Well, part of my view on the matter was that being plain text seems to be of questionable value for structured output -- the intent is for machine consumption rather than human readers, no?  In general I think a binary format would be advantageous for machine use, though you're right that JSON's "quasi-universality" is a plus that few other formats could match.

> We need to start somewhere and I think that simpler is better for starters.
> To your point, we could later support other serialization formats for sure.
> What do you think?
> 

Well, I suppose if the design & implementation of structured output are done properly, adding alternate output formats later should be a relatively simple matter.  That said, if the first-pass implementation outputs JSON, I'm not sure what the odds of other output formats ever getting actually added would be -- if everything starts using JSON because it's what's there, the inertia of a "good enough" (if only just barely) format might mean we effectively get stuck with a sub-par format instead of one that actually matches our data well.

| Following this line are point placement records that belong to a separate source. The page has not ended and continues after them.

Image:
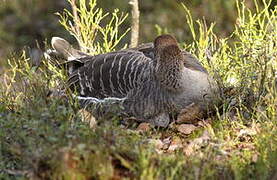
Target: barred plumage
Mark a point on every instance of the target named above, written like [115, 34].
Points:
[154, 79]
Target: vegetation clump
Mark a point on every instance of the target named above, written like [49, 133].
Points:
[45, 137]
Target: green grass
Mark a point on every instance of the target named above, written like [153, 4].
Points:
[45, 137]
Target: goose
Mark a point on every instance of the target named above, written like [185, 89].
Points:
[150, 82]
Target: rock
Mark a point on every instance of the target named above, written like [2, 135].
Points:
[144, 127]
[88, 117]
[190, 114]
[176, 144]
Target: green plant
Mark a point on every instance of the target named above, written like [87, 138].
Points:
[86, 26]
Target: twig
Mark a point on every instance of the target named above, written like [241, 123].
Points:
[76, 20]
[135, 23]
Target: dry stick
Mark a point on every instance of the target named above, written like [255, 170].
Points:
[135, 23]
[76, 21]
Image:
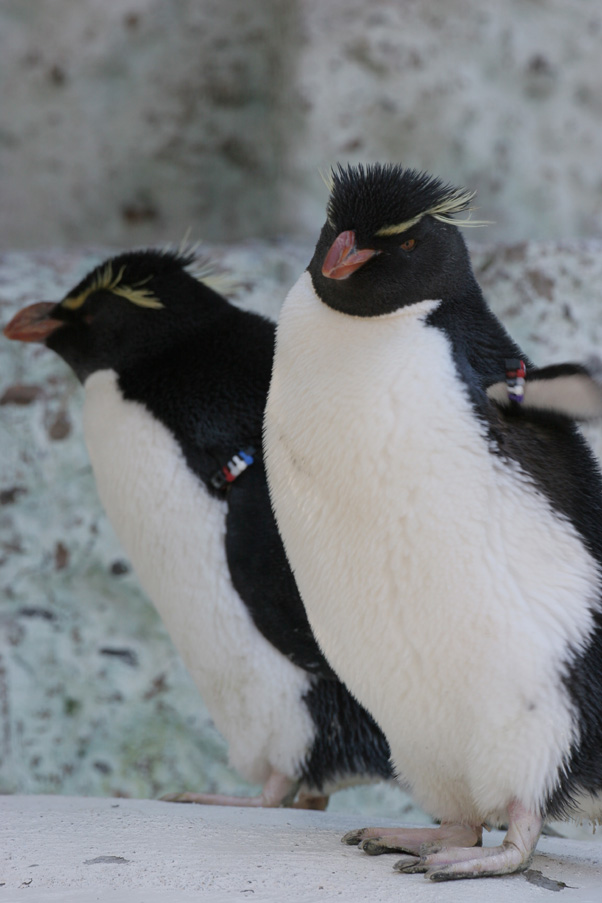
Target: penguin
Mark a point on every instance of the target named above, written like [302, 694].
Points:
[175, 381]
[447, 543]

As a potential example case, for my own strace-consumer JSON would certainly be a much nicer format than the current unstructured output, so if JSON output became available I'd be likely to adapt my project to use it, even if it still required a bunch of manual atoi()/strtol() calls and so forth because the limitations of JSON mean everything has to come through as strings.  Having done that, if strace then later added MessagePack (or what-have-you) output that didn't require string-encoding everything, my motivation to then adapt my project *again* to consume that format would be substantially less, since its advantages over JSON would be less than those of JSON over unstructured output. I do think those incremental advantages are still appreciable and may be worth considering for the initial implementation, however.

Zev